Bootstrap - ganong-noel/lab_manual GitHub Wiki

Written by Tim Cejka

1. Goal

The purpose of this wiki page is to explain

  1. how a popular and intuitive but "naive" approach to computing bootstrap C.I.-s is incorrect, and
  2. how to compute bootstrap C.I.-s correctly.

As an example, I set the object of interest to be the confidence interval. The general approach in 3.2 is applicable to other objects of interest.

Task: We want to estimate the $100(1-\alpha)$ percentile C.I. for some estimate $\hat{\theta}$.

2. Definitions

A bootstrap confidence interval, say $C_1$, has a good coverage property iff ${Pr}(\theta \in C_1) = 1 - \alpha$.

3. Methods

3.1 Naive bootstrap method: Efron's percentile interval

The procedure

  • This is known as Efron's percentile interval. It is very intuitive but, alas, incorrect.

  • Original approach by Efron was to set the "bootstrap object of interest" as $$\tilde{T}_n=\hat{\theta}$$ which is an estimator for $\theta$.

  • For this $\tilde{T}_n$ we can obtain $\tilde{q}_n^*(\alpha)$ by simulation.

  • Efron 's $100(1-\alpha)$ percentile C.I. for $\theta$ is then defined as

$$ C_1=\left[\tilde{q}_n^{*}(\alpha / 2), \tilde{q}_n^{*}(1-\alpha / 2)\right] $$

The problem

  • To see the poor coverage property of this estimator, let's instructively change the object to interest to be

$$T_n=\hat{\theta}-\theta$$

  • Let $q_n(\alpha)$ be the $\alpha$-th quantile of $T_n$ and $q^*_n(\alpha)$ be its bootstrap estimate.

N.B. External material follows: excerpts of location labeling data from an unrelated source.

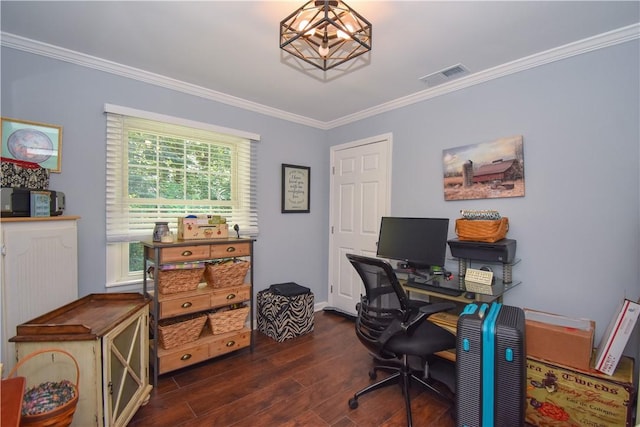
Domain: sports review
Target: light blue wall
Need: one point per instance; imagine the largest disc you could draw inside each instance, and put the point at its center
(578, 225)
(577, 228)
(291, 247)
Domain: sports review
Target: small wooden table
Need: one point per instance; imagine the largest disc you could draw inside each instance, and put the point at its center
(11, 393)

  • Using this notation, Efron's percentile C.I. can be written as

$$ C_1=\left[\hat{\theta}+q_n^{*}(\alpha / 2), \hat{\theta}+q_n^{*}(1-\alpha / 2)\right] $$

  • The infeasible estimator of $C_1$ would then be

$$C_1^0=\left[\hat{\theta}+q_n(\alpha / 2), \hat{\theta}+q_n(1-\alpha / 2)\right]$$

  • (It is infeasible since by definition the population object $q_n(\alpha)$ is unobserved.)

  • Recall that $C^0_1$ has good coverage iff ${Pr}(\theta \in C_1^0) = 1 - \alpha$.

  • Consider then:

$${Pr}(\theta \in C_1^0) = $$

$$ = {Pr}(\hat{\theta}+q_n(\alpha / 2) \leq \theta \leq \hat{\theta}+q_n(1-\alpha / 2))$$

$$ = {Pr}(-q_n(\alpha/2)\geq\hat{\theta}-\theta\geq-q_n(1-\alpha/2)) $$

$$ \neq 1-\alpha $$

  • So we have that ${Pr}(\theta \in C_1^0) = 1 - \alpha$ is not true in general. In fact, ${Pr}(\theta \in C_1^0) = 1 - \alpha$ holds only if the distribution is symmetric around 0.

  • This means that Efron's (naive) C.I. performs poorly unless the pdf of $(\hat{\theta)}-\theta)$ is symmetric.

  • To see this method in code, see this link to unmerged development code.

  • Note also that this perhaps the most popular bootstrap C.I. method and you may see it on stackexchange.

  • Lesson: Clearly define your population object, then use bootstrap to approximate it.

3.2 Correct bootstrap method: Percentile interval

  • Let

$$T_n=\hat{\theta}-\theta$$

and $q_n(\alpha)$ be the $\alpha$-th quantile of $T_n$.

  • If we know $q_n(\alpha)$, then

$$1-\alpha={Pr}(q_n(\alpha / 2) \leq T_n \leq q_n(1-\alpha / 2))$$

$$={Pr}(\hat{\theta}-q_n(\alpha / 2) \geq \theta \geq \hat{\theta}-q_n(1-\alpha / 2))$$

  • This means that the exact (infeasible) C.I. is given by

$$C_2^0=\left[\hat{\theta}-q_n(1-\alpha / 2), \hat{\theta}-q_n(\alpha / 2)\right]$$

  • Now that we clarified what population object we are interested in estimating, we can go to the bootstrap world and estimate $q_n(\alpha)$ by $q^*_n(\alpha)$, which is the $\alpha$-th quantile of

$$T_{n(1)}^* \leq T_{n(2)}^* \leq \cdots \leq T_{n(B)}^*$$

where

$$T^{*}_{n(b)}=\hat{\theta}^{*}-\hat{\theta}$$

  • Then the bootstrap estimate of $C_2^0$ is

$$C_2=\left[\hat{\theta}-q_n^{*}(1-\alpha / 2), \hat{\theta}-q_n^{*}(\alpha / 2)\right]$$

  • To see how this method is implemented in code, see script 9_rdfo_analysis_at_cp_lookup.R on branch 257 in RDFO inside the firewall. This wiki focuses solely on the (asymptotic) coverage properties. The code and my February 10 2023 comment in JMPCIRDFO-268 also shows how details such as how to draw the bootstrap sample.